Gerald Thomas Dancer
- Born: 1911 Bedford, Bedfordshire, England
- Died: 1991 (aged 79–80)
- Occupation(s): Rugby union footballer, publican

Rugby union career

Senior career
- Years: Team / Apps / (Points)
- –: Bedford Athletic
- –: Bedford Blues

Provincial / State sides
- Years: Team / Apps / (Points)
- –: East Midlands

International career
- Years: Team / Apps / (Points)
- –: Barbarians F.C.
- 1938: British & Irish Lions / 3

= Beef Dancer =

English rugby union player

Gerald Thomas Dancer (1911-1991), known as Beef, was a prominent English rugby union footballer who played in the 1930s and 1940s. He played in all three test matches of the 1938 British Lions tour to South Africa.

== Early career ==

Dancer was born on 15 January 1911 in Bedford and was educated at Queen's Park School and Bedford Modern School where he showed a natural aptitude for the game. After leaving school he played most of his club rugby for Bedford Athletic. He had made his debut for Bedford Blues against an Old Bedford Modernian XV on Easter Monday 1928, but it was not until the 1931–32 season that he joined the club on a permanent basis. Dancer was a tough and mobile prop forward and he helped Bedford to develop into one of the leading English club sides during the late 1930s. Several of his team-mates gained international honours but Dancer, despite playing representative rugby for the East Midlands and in various England trials, never won a full England cap.
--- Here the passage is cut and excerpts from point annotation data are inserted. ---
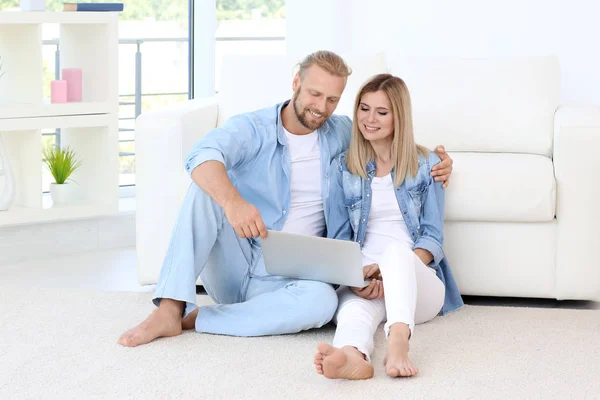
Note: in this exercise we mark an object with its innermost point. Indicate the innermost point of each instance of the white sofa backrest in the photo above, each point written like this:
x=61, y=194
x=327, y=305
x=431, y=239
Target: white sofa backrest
x=251, y=82
x=502, y=105
x=491, y=105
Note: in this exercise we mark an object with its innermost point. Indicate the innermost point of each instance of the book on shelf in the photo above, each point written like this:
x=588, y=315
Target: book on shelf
x=93, y=7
In a newspaper interview given to the Bedfordshire Times in 1983 he revealed that he had been offered contracts by the professional rugby league clubs Leeds and Hunslet, and given the antipathy of the Rugby Football Union (RFU) to the professional code at the time, it is possible that such negotiations ultimately counted against him.

== The Lions ==

Dancer also played for the Barbarians F.C. and was a popular member of the club's annual Easter Tours to South Wales. The Barbarians' management had a strong influence on the selection of the Lions' touring squads, and when the party was announced for the 1938 tour to South Africa Beef was an obvious selection. South Africa, under the leadership of Danie Craven, were a formidable team, and they comfortably won the first two tests at Johannesberg and Port Elizabeth. Dancer's greatest game came in the third test at Newlands, Cape Town where he was one of four second-half try scorers as the Lions overcame a 13 points to 3 half-time deficit to win 21-16. This was the first Springboks defeat by the Lions for 7 matches and 28 years.

== Later career ==

On the outbreak of War in 1939 Dancer enlisted in the Royal Air Force, and he continued to play sporadically for the R.A.F., Bedford and the Barbarians as well as in Service Internationals. He continued with Bedford after the war until finally retiring at the end of the 1947–48 season. In all he made 317 appearances for the club and scored 25 tries. In International Rugby his record was three caps, scoring one try. After retiring, Dancer became landlord of the Seven Wives pub in St Ives, Cambridgeshire (then Huntingdonshire). He died in August 1991.